1 Introduction

Achieving cooperation in group settings where individual and collective interests conflict poses a longstanding challenge. Individuals are incentivized to act in their own self-interest rather than cooperating for the collective good, which can lead to detrimental outcomes like the tragedy of the commons. Effective cooperation requires aligning individual and group interests through mechanisms like incentives, penalties for defection, communication, trust-building, and reputation systems. However, this remains difficult, as individuals often find ways to free-ride if acting selfishly benefits them more than cooperating. Examples include overfishing, public goods provision, and reducing carbon emissions.

Public goods experiments using the voluntary contribution mechanism (VCM) are a classic way to study cooperation in these social dilemma situations. In a typical VCM experiment, subjects are matched in small groups and contribute towards a non-excludable public good over multiple periods. When the group size is n, and one unit contribution to the group account increases each member’s earnings by p, with \(p<1\), and \(np>1\), the Nash equilibrium is zero contribution, whereas the efficient outcome is full contribution. Results from VCM experiments show that individuals generally start with some positive contribution, which decays over time without incentives (Isaac & Walker, 1988).

In their seminal studies, Fehr and Gächter (2000, 2002) implement a design where subjects play a game of known length, observe each others’ contributions each period, and decide how much to deduct from the earnings of other group members, i.e., sanction each other.Footnote 1 This deduction is costly for the subject; therefore, it is classified as a form of strong reciprocity (costly altruism). When subjects are allowed to assign punishment points to their group members, this can facilitate cooperation and keep the contribution levels high in the experiment. Herrmann et al. (2008) extended this approach by conducting a study comparing the effectiveness of punishment in sustaining cooperation across 16 cities worldwide. They found that punishment successfully increased cooperation in Western cities like Boston, Copenhagen, St. Gallen, Zurich, and Nottingham.Footnote 2 However, it failed to do so in Istanbul and other similar cities. Unlike Western subjects, Istanbul participants exhibited more antisocial punishment, where high contributors were targeted. Overall, punishment had low effectiveness in these cities.Footnote 3, Footnote 4

Our study revisits cooperation and punishment in Istanbul using the same subject pool but a between-subject design, in contrast to the within-subject design used by Herrmann et al. (2008). In their study, all subjects first played the VCM experiment without punishment and then with punishment. In our study, subjects participated in either the game without punishment (N-experiment) or with punishment (P-Experiment), but not both. Under this between-subject approach, we find substantially higher contributions in Istanbul when punishment is introduced compared to no punishment. However, average contributions still remain below levels observed in Western cities.

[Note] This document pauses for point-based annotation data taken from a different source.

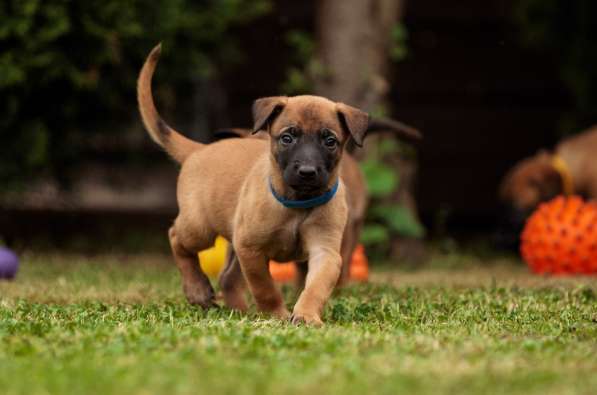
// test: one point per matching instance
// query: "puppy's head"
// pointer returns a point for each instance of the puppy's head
(530, 182)
(308, 135)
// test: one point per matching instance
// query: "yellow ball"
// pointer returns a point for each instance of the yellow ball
(212, 259)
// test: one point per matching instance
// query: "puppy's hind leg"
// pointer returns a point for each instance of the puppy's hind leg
(261, 284)
(195, 284)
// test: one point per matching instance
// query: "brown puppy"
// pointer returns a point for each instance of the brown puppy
(571, 169)
(357, 202)
(240, 189)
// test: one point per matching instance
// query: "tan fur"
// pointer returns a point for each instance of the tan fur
(223, 189)
(535, 179)
(357, 200)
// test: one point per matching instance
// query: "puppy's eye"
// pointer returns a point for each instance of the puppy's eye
(330, 142)
(286, 139)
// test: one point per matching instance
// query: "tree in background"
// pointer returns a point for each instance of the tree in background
(68, 70)
(356, 42)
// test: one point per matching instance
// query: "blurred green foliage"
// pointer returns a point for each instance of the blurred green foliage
(68, 68)
(386, 218)
(566, 30)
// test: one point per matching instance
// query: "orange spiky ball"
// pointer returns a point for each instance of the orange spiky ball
(560, 237)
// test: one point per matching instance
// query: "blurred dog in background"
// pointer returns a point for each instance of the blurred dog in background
(571, 169)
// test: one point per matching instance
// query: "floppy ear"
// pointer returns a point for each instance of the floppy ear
(354, 121)
(265, 110)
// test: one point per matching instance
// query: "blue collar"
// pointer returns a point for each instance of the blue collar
(308, 203)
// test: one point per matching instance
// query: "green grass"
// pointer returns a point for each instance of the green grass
(119, 325)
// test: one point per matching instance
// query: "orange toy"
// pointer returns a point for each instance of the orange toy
(561, 237)
(358, 271)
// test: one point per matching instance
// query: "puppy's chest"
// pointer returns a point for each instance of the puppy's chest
(284, 242)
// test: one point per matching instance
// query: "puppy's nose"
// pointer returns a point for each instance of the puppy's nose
(307, 172)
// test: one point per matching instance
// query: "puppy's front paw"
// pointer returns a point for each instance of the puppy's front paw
(281, 313)
(298, 318)
(198, 295)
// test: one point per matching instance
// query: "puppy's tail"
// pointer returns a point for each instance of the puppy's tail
(175, 144)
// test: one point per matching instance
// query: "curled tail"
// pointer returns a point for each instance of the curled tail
(175, 144)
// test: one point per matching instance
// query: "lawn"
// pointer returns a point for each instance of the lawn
(119, 325)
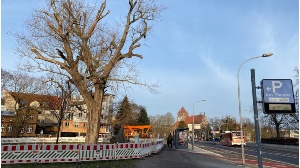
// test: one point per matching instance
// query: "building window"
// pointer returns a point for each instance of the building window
(29, 129)
(68, 116)
(21, 130)
(22, 103)
(9, 128)
(2, 128)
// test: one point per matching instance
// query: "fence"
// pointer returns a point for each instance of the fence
(51, 153)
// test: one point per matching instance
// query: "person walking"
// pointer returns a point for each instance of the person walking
(169, 140)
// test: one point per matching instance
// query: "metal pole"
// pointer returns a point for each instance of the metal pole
(239, 99)
(193, 126)
(257, 132)
(194, 123)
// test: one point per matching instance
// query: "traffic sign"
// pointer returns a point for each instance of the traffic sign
(278, 96)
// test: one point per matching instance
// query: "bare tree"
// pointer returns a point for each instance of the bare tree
(73, 39)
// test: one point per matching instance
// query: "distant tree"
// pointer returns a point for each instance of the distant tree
(143, 117)
(182, 124)
(22, 85)
(161, 124)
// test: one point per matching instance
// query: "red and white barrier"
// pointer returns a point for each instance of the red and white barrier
(12, 154)
(128, 151)
(97, 152)
(58, 153)
(146, 149)
(50, 153)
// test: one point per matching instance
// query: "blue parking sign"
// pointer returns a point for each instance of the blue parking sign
(278, 96)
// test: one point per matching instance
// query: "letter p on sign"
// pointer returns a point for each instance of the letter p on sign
(276, 85)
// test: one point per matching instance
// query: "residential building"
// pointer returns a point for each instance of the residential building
(74, 117)
(200, 122)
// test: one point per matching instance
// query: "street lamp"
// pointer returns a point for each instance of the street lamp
(239, 99)
(193, 123)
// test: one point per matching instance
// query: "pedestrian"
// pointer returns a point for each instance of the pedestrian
(169, 140)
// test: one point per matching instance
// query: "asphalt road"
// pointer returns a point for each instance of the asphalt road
(288, 155)
(173, 158)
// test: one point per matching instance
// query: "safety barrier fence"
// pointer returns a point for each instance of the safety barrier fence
(46, 140)
(51, 153)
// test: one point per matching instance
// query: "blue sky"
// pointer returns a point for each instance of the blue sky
(195, 51)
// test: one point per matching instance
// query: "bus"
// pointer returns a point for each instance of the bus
(232, 138)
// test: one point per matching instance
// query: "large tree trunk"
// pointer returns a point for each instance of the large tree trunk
(94, 120)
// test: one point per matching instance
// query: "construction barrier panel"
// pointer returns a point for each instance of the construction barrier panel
(58, 153)
(146, 149)
(128, 151)
(12, 154)
(97, 152)
(51, 153)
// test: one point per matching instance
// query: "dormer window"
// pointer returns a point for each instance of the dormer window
(22, 103)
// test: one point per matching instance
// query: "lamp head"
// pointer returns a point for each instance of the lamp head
(267, 54)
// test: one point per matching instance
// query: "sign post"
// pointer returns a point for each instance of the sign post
(278, 96)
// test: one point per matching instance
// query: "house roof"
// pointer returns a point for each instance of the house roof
(8, 113)
(45, 101)
(182, 112)
(197, 119)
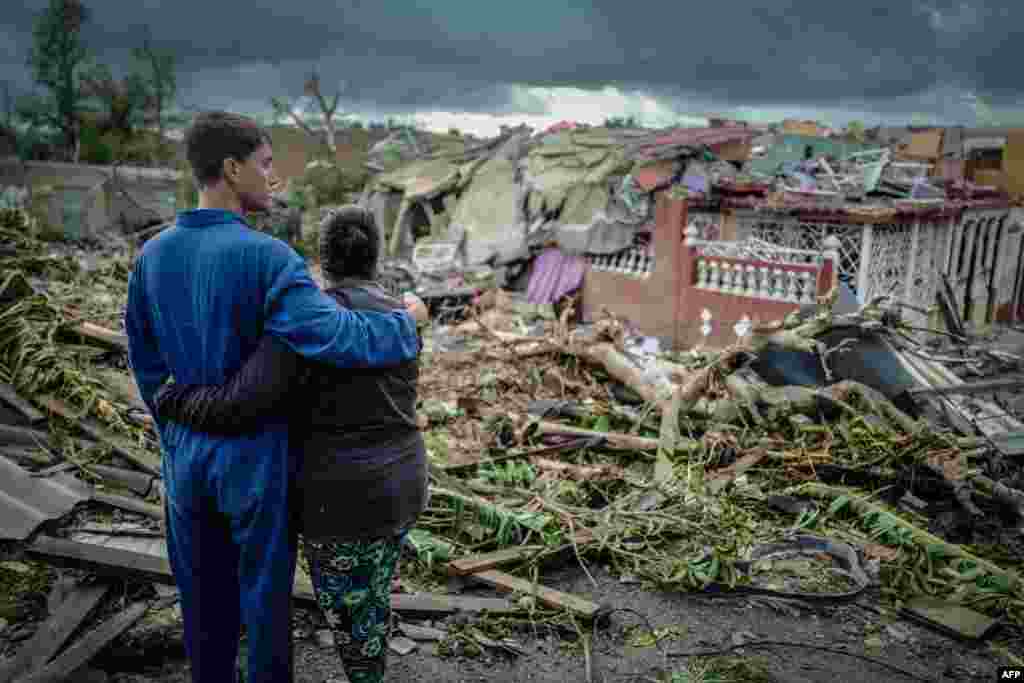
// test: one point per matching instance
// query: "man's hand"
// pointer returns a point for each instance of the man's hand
(416, 307)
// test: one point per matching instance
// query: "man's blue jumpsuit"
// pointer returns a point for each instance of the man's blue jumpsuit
(201, 296)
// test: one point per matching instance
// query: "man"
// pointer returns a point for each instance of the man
(201, 296)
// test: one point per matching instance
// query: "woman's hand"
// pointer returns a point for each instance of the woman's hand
(416, 307)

We identify two critical factors behind cooperation outcomes in the P-Experiment:

  1. (1)

    The distribution of first-period contributions exhibits significant heterogeneity across groups. Groups starting at high initial cooperation sustain those levels, while groups starting at low cooperation remain low throughout.

  2. (2)

    Subjects follow simple contribution rules based on prior contributions and received punishment. We estimate these linear rules from the data.

The interaction of these two factors generates strong persistence in contributions over time. To demonstrate this, we conduct a counterfactual experiment using an agent-based model. Feeding the estimated decision rules and actual first-period data accurately reproduces the evolution of contributions over the course of the game.

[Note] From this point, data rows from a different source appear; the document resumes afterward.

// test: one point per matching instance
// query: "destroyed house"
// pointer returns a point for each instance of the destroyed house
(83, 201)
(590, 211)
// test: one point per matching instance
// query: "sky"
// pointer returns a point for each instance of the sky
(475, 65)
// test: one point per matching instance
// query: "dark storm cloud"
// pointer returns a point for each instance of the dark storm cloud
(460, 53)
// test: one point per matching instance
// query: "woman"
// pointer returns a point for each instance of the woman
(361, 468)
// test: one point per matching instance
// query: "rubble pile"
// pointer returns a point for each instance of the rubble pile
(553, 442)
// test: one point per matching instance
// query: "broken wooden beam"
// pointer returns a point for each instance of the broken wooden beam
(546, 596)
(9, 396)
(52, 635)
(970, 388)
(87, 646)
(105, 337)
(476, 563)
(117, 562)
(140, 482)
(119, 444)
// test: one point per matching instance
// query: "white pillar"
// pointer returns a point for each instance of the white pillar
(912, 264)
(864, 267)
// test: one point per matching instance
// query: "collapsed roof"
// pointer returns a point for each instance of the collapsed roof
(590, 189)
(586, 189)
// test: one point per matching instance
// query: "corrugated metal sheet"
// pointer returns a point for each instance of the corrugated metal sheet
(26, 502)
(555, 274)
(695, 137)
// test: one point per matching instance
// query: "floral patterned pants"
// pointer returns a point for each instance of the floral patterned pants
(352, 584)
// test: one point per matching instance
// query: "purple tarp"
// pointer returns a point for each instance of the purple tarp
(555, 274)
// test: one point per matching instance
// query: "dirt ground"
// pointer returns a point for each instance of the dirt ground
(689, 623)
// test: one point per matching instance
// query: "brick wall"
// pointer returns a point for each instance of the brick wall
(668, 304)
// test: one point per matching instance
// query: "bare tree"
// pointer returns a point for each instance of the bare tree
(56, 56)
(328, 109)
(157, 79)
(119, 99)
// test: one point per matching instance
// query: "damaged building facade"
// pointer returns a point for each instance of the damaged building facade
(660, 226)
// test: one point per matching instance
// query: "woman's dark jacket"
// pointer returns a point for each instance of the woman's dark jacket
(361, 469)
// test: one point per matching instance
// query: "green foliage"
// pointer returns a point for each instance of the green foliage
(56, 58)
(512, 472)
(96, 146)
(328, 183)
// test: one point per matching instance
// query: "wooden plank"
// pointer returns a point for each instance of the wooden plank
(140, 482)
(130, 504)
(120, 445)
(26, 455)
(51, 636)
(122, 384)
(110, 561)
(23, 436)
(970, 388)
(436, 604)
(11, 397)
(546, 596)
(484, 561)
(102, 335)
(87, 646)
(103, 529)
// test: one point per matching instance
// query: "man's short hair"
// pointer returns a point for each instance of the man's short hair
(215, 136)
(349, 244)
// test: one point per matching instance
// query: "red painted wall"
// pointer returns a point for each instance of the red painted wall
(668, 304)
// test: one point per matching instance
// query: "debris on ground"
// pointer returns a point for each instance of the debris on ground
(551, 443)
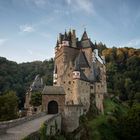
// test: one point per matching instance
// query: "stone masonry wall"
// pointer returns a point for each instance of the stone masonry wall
(70, 118)
(60, 99)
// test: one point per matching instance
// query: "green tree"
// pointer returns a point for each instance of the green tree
(8, 106)
(129, 125)
(36, 99)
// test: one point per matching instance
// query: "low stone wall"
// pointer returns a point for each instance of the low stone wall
(8, 124)
(53, 125)
(70, 118)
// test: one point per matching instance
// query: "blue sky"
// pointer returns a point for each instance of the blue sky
(29, 28)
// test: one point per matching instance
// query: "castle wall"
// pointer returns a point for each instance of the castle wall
(60, 99)
(81, 93)
(70, 119)
(63, 57)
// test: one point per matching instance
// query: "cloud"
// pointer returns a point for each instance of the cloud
(2, 41)
(85, 5)
(37, 3)
(26, 28)
(30, 52)
(133, 43)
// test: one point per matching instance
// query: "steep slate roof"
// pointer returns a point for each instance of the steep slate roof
(85, 36)
(37, 83)
(55, 69)
(83, 76)
(65, 37)
(92, 76)
(53, 90)
(81, 60)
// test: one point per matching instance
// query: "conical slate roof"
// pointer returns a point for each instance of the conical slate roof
(65, 37)
(85, 36)
(53, 90)
(83, 76)
(81, 60)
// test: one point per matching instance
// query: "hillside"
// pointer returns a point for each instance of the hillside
(122, 64)
(18, 77)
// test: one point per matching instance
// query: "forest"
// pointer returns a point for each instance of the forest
(122, 66)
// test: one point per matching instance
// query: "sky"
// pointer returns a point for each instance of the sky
(29, 28)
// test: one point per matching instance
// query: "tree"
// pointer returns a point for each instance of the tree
(8, 106)
(129, 125)
(36, 99)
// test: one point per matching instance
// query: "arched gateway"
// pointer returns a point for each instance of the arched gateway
(52, 107)
(53, 99)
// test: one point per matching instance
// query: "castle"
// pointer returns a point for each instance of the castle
(79, 73)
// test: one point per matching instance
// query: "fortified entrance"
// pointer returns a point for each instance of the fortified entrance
(52, 107)
(53, 99)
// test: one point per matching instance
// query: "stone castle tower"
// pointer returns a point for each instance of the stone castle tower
(79, 73)
(80, 70)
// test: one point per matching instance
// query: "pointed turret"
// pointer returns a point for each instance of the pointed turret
(85, 36)
(55, 75)
(65, 41)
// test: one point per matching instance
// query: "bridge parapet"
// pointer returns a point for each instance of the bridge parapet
(53, 125)
(8, 124)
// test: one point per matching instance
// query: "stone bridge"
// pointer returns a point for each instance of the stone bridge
(20, 128)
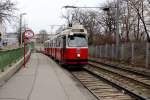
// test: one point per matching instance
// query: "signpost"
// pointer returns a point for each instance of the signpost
(28, 34)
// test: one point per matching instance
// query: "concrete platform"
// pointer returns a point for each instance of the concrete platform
(43, 79)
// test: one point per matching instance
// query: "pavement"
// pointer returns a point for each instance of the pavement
(42, 79)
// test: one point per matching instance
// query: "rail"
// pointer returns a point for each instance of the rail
(10, 56)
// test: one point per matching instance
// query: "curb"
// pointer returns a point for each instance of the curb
(5, 76)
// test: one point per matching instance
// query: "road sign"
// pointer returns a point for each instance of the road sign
(28, 34)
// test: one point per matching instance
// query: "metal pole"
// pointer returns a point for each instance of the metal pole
(117, 30)
(147, 55)
(20, 30)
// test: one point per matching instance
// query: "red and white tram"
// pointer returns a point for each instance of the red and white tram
(69, 46)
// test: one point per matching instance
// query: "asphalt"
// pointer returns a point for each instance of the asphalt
(42, 79)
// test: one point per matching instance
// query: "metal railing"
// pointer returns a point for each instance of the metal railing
(10, 56)
(137, 54)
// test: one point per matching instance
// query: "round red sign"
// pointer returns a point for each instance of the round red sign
(28, 34)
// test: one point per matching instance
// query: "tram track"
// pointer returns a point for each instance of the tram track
(135, 83)
(101, 88)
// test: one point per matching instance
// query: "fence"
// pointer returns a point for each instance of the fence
(10, 56)
(137, 54)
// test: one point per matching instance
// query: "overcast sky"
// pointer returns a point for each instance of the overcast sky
(42, 13)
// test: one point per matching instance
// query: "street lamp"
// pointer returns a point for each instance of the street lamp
(21, 27)
(117, 22)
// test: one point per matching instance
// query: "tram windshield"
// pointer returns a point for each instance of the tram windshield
(77, 40)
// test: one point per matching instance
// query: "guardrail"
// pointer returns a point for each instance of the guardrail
(10, 56)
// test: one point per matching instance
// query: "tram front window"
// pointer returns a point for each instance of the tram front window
(77, 41)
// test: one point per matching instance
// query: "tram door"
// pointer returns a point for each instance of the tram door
(63, 47)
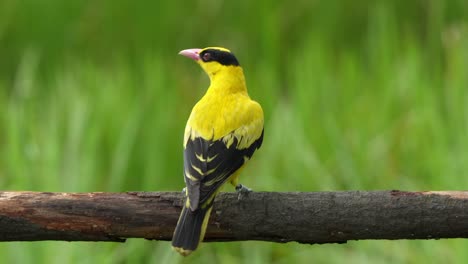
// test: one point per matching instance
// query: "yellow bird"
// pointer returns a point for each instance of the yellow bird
(222, 133)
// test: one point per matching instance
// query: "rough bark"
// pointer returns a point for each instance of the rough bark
(319, 217)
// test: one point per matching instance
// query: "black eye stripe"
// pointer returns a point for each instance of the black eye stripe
(223, 57)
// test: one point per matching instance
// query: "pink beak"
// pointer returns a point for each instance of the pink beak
(191, 53)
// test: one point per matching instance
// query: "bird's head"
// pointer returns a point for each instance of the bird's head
(213, 60)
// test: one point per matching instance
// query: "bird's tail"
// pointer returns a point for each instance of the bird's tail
(190, 229)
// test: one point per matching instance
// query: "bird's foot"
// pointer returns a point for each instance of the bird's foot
(242, 191)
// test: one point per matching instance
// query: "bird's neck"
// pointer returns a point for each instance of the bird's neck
(228, 81)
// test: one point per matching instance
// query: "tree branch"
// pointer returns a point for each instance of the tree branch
(319, 217)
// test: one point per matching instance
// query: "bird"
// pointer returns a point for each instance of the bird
(222, 133)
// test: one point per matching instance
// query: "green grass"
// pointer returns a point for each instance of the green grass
(362, 96)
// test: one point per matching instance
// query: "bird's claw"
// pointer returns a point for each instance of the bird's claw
(242, 191)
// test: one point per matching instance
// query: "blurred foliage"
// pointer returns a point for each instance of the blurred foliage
(357, 95)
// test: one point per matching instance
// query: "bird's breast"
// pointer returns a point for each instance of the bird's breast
(213, 118)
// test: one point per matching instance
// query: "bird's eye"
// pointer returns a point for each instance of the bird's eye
(207, 56)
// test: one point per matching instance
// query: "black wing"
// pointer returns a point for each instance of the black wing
(208, 164)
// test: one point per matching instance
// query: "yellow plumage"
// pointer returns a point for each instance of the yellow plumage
(222, 133)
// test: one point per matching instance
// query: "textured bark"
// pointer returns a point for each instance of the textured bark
(319, 217)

Analyzing data from Herrmann et al. (2008), we find similar first-period heterogeneity and contribution persistence over time in cities resembling Istanbul. In particular, these stylized patterns are common across cities that share socio-economic similarities with Istanbul, particularly in Athens (Greece), Dnipropetrovsk (Ukraine), Samara (Russia), Minsk (Belarus), Riyadh (Saudi Arabia), and Muscat (Oman). Our Istanbul results likely extend to these cities under a between-subject design.

Our findings suggest that accounting for heterogeneous initial cooperation, rather than just city-level averages, is critical for valid cross-society comparisons. The decay induced by a prior N-experiment in a within-subject design masks actual cooperation capacity. More broadly, populations exhibiting diversity in initial cooperation may see larger gains from institutions designed to enhance cooperation. This study isolates the effect of experimental design and highlights the pivotal role of initial conditions for cooperation outcomes. It provides guidance for designing future cross-society cooperation experiments to produce desirable results.

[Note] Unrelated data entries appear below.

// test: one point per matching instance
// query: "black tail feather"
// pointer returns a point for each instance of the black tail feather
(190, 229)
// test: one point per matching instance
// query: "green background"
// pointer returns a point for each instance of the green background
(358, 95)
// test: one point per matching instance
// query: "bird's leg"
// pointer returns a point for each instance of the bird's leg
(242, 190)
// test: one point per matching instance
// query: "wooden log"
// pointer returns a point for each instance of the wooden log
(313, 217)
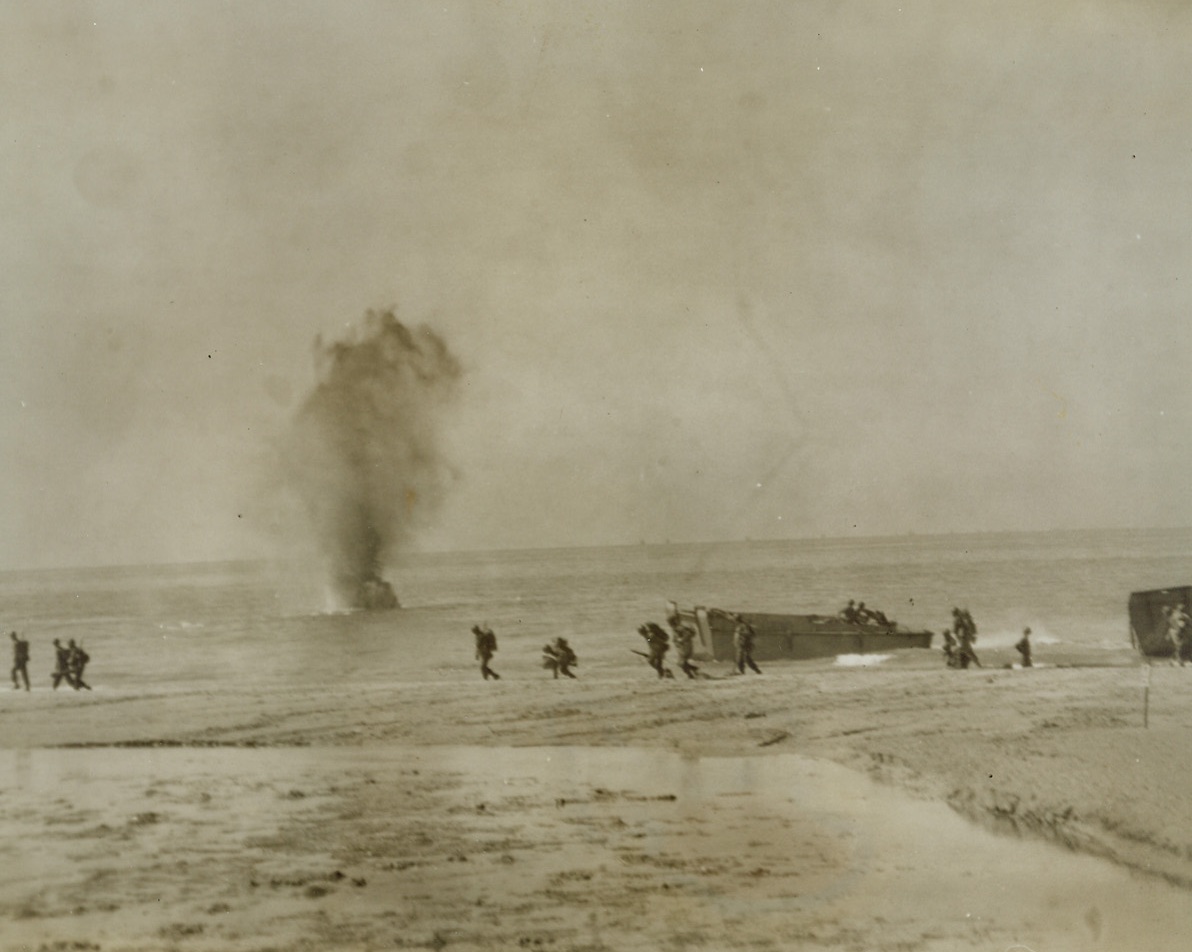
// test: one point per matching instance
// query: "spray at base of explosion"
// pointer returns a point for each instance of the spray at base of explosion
(364, 455)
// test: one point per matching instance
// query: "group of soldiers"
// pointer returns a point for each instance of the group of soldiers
(559, 658)
(856, 613)
(958, 651)
(683, 639)
(69, 663)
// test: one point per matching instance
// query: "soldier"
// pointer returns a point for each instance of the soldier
(1024, 647)
(949, 647)
(966, 630)
(684, 646)
(743, 641)
(657, 645)
(76, 660)
(61, 665)
(566, 658)
(485, 647)
(19, 661)
(551, 659)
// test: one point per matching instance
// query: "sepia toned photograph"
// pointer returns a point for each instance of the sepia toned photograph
(598, 477)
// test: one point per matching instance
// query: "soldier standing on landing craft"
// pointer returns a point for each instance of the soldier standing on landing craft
(1178, 633)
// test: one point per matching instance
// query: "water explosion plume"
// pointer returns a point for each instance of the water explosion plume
(364, 454)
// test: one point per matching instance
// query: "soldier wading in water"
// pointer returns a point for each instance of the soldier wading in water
(743, 641)
(485, 647)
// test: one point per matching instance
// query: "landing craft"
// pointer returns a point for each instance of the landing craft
(798, 636)
(1148, 618)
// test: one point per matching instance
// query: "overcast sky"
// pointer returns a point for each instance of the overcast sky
(713, 269)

The rest of the paper is organized as follows: in Sect. 2, we describe the experiment. In Sect. 3, we report our empirical findings and discuss salient patterns that guide contribution and sanction decision rules. In Sect. 4, we propose and report the results of our agent-based model motivated by the estimated decision rules based on prior contributions and sanctions. In Sect. 5, we compare our findings in detail with those by Herrmann et al. (2008), and Sect. 6 concludes.

2 Experimental design and procedures

The experiment is based on the design by Fehr and Gächter (2000) and involves two treatments. In the N-experiment, subjects are randomly matched into groups of 4 and interact within the same group for 10 periods. Each period, subjects receive an endowment of 20 tokens, from which they can contribute to a “group project”. For every token invested in the group project, each group member earns 0.4 tokens. Subjects’ period earnings are calculated as the sum of earnings from the group project and the part of the endowment not invested in the group project. The P-experiment builds on the N-experiment but adds a punishment stage. After observing group members’ contributions (but not their identities), subjects can assign costly punishment points. Each point assigned costs the subject 1 token and reduces the target’s earnings by 3 tokens. The total reduction in a subject’s earnings is limited to the earnings from the contribution stage. We discuss further details of the two stages in the Appendix.

3 Results

We provide summary statistics for the observed contribution levels in Table 1. The initial contributions in our study are similar in both treatments, starting around 9 tokens. However, by the 10\({{\textrm{th}}}\) period, average contributions decline to 2.85 tokens in the N-experiment, whereas they rise moderately to about 12 tokens in the P-experiment. Overall, contributions in the P-experiment are significantly higher than in the N-experiment (\(p=0.019\)), even though contributions in the first period do not differ significantly between the two experiments (\(p=0.950\)). Non-parametric testing reveals sufficient statistical power (\(pw = 0.78\)) to detect significant differences in average contributions between the N and P-experiments across all periods.Footnote 5

Herrmann et al. (2008) employ the design by Fehr and Gächter (2000) to measure the performance of the punishment mechanism among 1120 subjects in 16 different cities worldwide, including Istanbul. We report the contributions of subjects in Istanbul, Boston, and Copenhagen from that study in Table 1.Footnote 6

Using data from Istanbul, Herrmann et al. (2008) find a difference between the two treatments in Period 1, with lower contributions in the P-experiment than the N-experiment. However, they find no significant difference when considering all periods. Our summary statistics and non-parametric test results suggest that a between-subject design increases the effectiveness of punishment in sustaining cooperation in Istanbul. However, compared to results from Boston and Copenhagen, subjects in Istanbul still contribute at lower rates on average, even with punishment. Additionally, compared to those cities, the availability of punishment leads to lower average earnings in Istanbul, both in the current study and Herrmann et al. (2008).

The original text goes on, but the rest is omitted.